Not surprisingly, NCTA officials, who have fiercely fought the approaching integrated set-top ban, argue that cable operators are not to blame for the laggard pace of CableCARD installations.

"The short and simple answer is that cable operators are providing CableCARDS to everyone requesting one," an NCTA spokesman says. But, he notes, consumers must first buy the digital TV sets, set-tops, digital video recorders (DVRs), DVD players, and other devices that require them.

Cable officials say that one key reason consumers may not be buying CableCARD-compliant equipment in droves is that the security modules only work for one-way services. Thus, TV viewers can't use them to access interactive services and advanced electronic programming guides. While two-way CableCARDS are in the works, they're still at least several months away from market.

The consumer electronics industry, however, claims that cable operators are still dragging their feet on CableCARDS to avoid retail set-top competition.

In a recent filing with the FCC, the Consumer Electronics Association (CEA) criticized Comcast for continuing to seek a partial waiver of the July 1 set-top ban even after the Commission's Media Bureau and Chairman Kevin Martin rejected the request.

The cable industry's latest report card also indicates that MSOs are continuing to encounter many problems with CableCARD deployments. To cite two examples, Cablevision recorded 3,319 "installation and post-installation" problems with its 12,354 CableCARD subscribers between Jan. 1 and Mar. 12, while Cox rang up more than 3,200 "trouble calls" about CableCARDS during the December through February period. Cable operators put the blame on the digital TV "host devices," not the CableCARDs themselves, for the lion's share of these problems. For instance, Time Warner said "incorrect software/firmware on host devices" account for "most of the reported issues to date and are common across all CE brands."

With the FCC's July 1 deadline starting to draw near and most MSO set-top waiver requests rejected by the Commission so far, cable set-top box manufacturers have started churning out digital set-tops with special slots for CableCARDs in volume. Motorola Inc. (NYSE: MOT), Cisco Systems Inc. (Nasdaq: CSCO)'s Scientific Atlanta division, and Pace Micro Technology are all now shipping these set-tops to their large MSO customers.

As a result, the number of CableCARDs installed in cable homes should start picking up this summer. "It will be significant," says the NCTA spokesman. "But it's hard to estimate what the ramp-up will be."

— Alan Breznick, Site Editor, Cable Digital News

About the Author(s)

Alan Breznick

Cable/Video Practice Leader, Light Reading

Alan Breznick is a business editor and research analyst who has tracked the cable, broadband and video markets like an over-bred bloodhound for more than 20 years.

As a senior analyst at Light Reading's research arm, Heavy Reading, for six years, Alan authored numerous reports, columns, white papers and case studies, moderated dozens of webinars, and organized and hosted more than 15 -- count 'em --regional conferences on cable, broadband and IPTV technology topics.

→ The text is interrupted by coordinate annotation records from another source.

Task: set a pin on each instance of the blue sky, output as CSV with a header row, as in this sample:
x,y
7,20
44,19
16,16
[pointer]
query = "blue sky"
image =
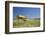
x,y
26,11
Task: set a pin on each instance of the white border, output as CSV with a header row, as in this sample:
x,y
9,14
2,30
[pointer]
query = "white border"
x,y
11,29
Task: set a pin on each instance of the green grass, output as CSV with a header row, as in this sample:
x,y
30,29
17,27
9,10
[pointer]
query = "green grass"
x,y
28,23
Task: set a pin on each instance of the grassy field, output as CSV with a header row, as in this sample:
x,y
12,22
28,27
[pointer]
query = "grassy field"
x,y
28,23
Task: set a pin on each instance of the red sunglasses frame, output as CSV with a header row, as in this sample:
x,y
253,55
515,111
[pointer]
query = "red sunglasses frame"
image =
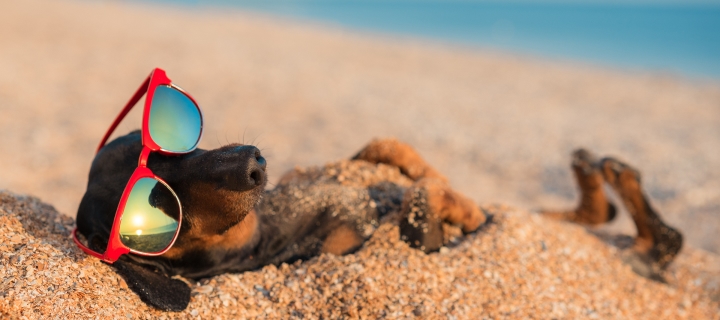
x,y
115,247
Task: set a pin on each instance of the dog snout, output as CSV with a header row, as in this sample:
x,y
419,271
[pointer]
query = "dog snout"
x,y
256,168
252,173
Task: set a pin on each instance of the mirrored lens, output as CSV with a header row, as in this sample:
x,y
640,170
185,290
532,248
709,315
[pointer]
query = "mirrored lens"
x,y
175,121
150,217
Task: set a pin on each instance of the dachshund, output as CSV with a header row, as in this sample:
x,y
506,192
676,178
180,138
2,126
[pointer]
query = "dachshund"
x,y
231,223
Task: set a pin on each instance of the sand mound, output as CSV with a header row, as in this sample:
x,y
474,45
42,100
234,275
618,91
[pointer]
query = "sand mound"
x,y
519,266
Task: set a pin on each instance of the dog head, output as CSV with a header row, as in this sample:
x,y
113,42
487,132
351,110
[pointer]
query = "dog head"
x,y
218,190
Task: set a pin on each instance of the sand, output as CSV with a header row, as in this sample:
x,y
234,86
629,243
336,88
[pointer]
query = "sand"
x,y
500,126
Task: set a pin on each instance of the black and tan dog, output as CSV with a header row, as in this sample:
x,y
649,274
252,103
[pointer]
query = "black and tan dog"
x,y
231,224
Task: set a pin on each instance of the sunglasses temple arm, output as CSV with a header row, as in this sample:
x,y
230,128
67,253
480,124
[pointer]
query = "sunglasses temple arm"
x,y
138,94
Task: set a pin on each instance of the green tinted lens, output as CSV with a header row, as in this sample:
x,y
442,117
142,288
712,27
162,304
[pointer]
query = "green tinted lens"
x,y
175,121
150,218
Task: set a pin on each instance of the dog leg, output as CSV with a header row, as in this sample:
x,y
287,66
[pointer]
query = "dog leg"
x,y
656,243
341,240
429,202
593,209
395,153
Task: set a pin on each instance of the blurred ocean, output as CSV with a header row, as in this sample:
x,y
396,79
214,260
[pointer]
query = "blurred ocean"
x,y
674,37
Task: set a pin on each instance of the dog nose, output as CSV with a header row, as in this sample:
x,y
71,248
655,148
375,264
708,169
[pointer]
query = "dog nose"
x,y
253,174
256,168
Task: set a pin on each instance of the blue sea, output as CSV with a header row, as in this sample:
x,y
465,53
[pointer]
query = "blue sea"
x,y
675,37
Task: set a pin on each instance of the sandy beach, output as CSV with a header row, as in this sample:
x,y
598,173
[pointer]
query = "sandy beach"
x,y
500,126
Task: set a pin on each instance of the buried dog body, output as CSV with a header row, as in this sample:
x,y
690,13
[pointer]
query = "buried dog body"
x,y
231,224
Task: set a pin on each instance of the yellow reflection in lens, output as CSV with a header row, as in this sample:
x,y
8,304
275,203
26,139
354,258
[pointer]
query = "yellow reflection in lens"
x,y
149,218
138,220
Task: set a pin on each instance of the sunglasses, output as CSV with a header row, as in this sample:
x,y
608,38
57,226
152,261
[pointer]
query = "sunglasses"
x,y
148,217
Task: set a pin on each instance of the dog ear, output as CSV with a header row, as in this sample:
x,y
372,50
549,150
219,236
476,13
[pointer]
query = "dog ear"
x,y
153,288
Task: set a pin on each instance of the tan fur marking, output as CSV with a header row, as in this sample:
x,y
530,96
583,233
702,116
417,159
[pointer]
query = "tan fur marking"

And all this while maintaining a summer job as an ostrich wrangler.

Before that, he was the founding editor of Light Reading Cable, transforming a monthly newsletter into a daily website. Prior to joining Light Reading, Alan was a broadband analyst for Kinetic Strategies and a contributing analyst for One Touch Intelligence.

He is based in the Toronto area, though is New York born and bred. Just ask, and he will take you on a power-walking tour of Manhattan, pointing out the tourist hotspots and the places that make up his personal timeline: The bench where he smoked his first pipe; the alley where he won his first fist fight. That kind of thing.